Author: Seth Briney
Acknowledgments: Special thanks to Richard S. Sutton, Andrew G. Barto, Adam White, Martha White, and Richard Weiss
Please feel free to email any questions about this program or reinforcement learning in general to [email protected].
This is a slight revision of a maze-running reinforcement learning AI I wrote while taking some undergrad classes at The Evergreen State College, in preparation for my Master of Computer Science degree.
It produces a graphical output of the Q values of the maze grid. Here's an example for default parameters:
Assignment: Write policy iteration type algorithm using numpy arrays.
The following program utilizes tabular Q-learning to train a maze-runner reinforcement learning control agent.
prob_prop_to_value_episode makes decisions proportional to the running estimate of the state value to transition to.

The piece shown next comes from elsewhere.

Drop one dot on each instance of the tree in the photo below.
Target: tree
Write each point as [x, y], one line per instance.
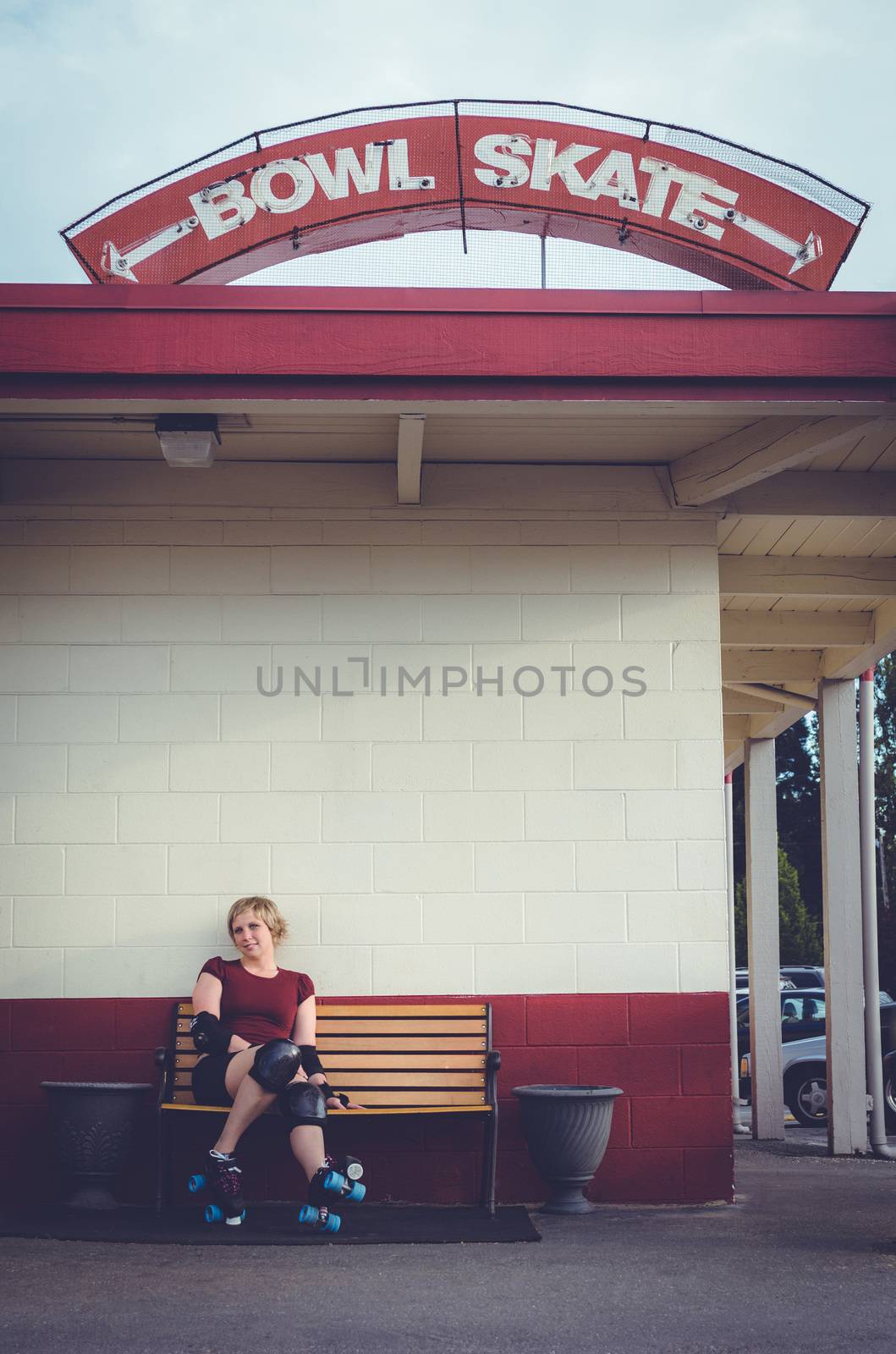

epsilon_greedy_episode is as described, except for the following:
both prob_prop_to_value_episode and epsilon_greedy_episode have an offset to discourage backtracking, that falls off by exactly 1/(steps-last_at_states[y,x]) where y,x is the state in consideration.
The idea here is that an agent (represented by 9) will move through this array (board) until it reaches the terminal state -1.
A state is a pair of indeces n,m which represents a place on the board.
Rules:
The agent can only occupy states with 0, The agent can make jump to any 0 entry within the 3x3 sub-array centered at the current state. The terminal state is -1, and an episode will end once the terminal state is contained in the 3x3 sub-array centered at the state.
I will use "the surroundings" to refer to "3x3 sub-array centered at the state".